WASHINGTON – Listen to the contours of the debate on how to overhaul public education and it would be easy to conclude that most everyone is in a calm state of agreement.
Republican Rep. John Kline, chair of the House Education Committee, says the 2002 No Child Left Behind law has outlived its usefulness. He doesn't like the federally imposed, one-size-fits-all approach to how schools are treated and thinks decisions about how to measure student achievement and growth should be shifted back to local teachers, parents and schools.
In many ways, the national teachers union thinks much the same thing. Mary Kusler, the top lobbyist there, said, "The one common denominator … is that the educator's voice is part of the solution."
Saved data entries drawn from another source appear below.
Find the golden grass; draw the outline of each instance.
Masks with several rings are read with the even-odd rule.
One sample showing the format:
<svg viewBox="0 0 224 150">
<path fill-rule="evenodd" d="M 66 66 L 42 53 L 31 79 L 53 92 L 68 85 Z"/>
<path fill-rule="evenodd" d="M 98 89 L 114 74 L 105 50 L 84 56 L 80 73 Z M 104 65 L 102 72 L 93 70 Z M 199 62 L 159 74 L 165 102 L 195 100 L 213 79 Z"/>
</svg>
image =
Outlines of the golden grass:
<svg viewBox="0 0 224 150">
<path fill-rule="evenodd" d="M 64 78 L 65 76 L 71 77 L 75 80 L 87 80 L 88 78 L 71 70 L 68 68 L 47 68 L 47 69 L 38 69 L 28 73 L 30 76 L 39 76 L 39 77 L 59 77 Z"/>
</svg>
President Obama's Education Secretary Arne Duncan echoed a similar sentiment.
"I believe all teachers deserve fair, genuinely helpful systems for evaluation and professional growth," Duncan said. "I am absolutely convinced that we need to know how much progress students are making."
In this most partisan, polarizing place, all this rare comity could be viewed as a breath of fresh air. Maybe in an era of deeply divided government, a Republican Congress and a Democratic White House, education can be a bastion where everyone can work together.
Of course, it is rarely that simple.
This spring, Republicans and Democrats on Capitol Hill are girding for one of the biggest showdowns in a decade on how to revamp the 13-year-old No Child Left Behind law that fundamentally challenged norms in public education by requiring schools prove students were effectively learning core subjects.